This solemn and binding treaty unconditionally condemned and renounced recourse to war as an instrument of national policy, and promised that henceforth all international disputes would be settled peacefully. This treaty is still in force and together with the London Charter provided the legal basis for the trial of Germany’s leaders at Nuremburg after the Second World War.
Article I
The High Contracting Parties solemnly declare in the names of their respective peoples that they condemn recourse to war for the solution of international controversies, and renounce it, as an instrument of national policy in their relations with one another.
Article II
The High Contracting Parties agree that the settlement or solution of all disputes or conflicts of whatever nature or of whatever origin they may be, which may arise among them, shall never be sought except by pacific means.

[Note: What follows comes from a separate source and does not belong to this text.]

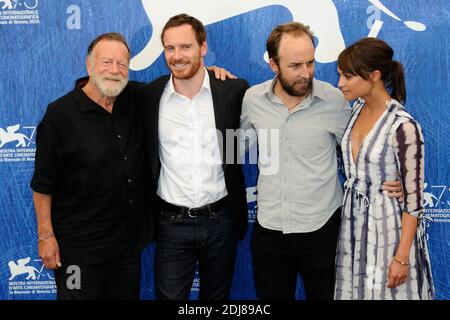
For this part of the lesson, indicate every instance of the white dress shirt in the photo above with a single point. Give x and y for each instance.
(191, 167)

Read the full text of The General Treaty for the Renunciation of War 1928
(The Kellogg-Briand Pact) here.
Comment
The main purpose of this treaty was to outlaw warfare as a method of conducting international affairs. The horrifying effects of the First World War in which millions were killed and maimed had convinced public opinion that such a war must never happen again. It was no longer acceptable for civilised nations to use armed force to achieve their objectives. Although the terms of this treaty were crystal clear, it included no enforcement method or punishment for those who violated it. Later this loophole in law enforcement enabled the leaders of Germany, Italy and Japan to initiate what was to become the Second World War in which nearly twenty million people were killed.
Fortunately for the rule of law, President Roosevelt refused to bow to the demands of Churchill and Stalin for the summary executions of the Axis nations’ leaders, and insisted on holding them to account for their crimes in court. As a result Germany’s leaders were convicted of waging wars of aggression in violation of the Kellogg-Briand Pact at the Nuremburg War Crimes Trials in 1946.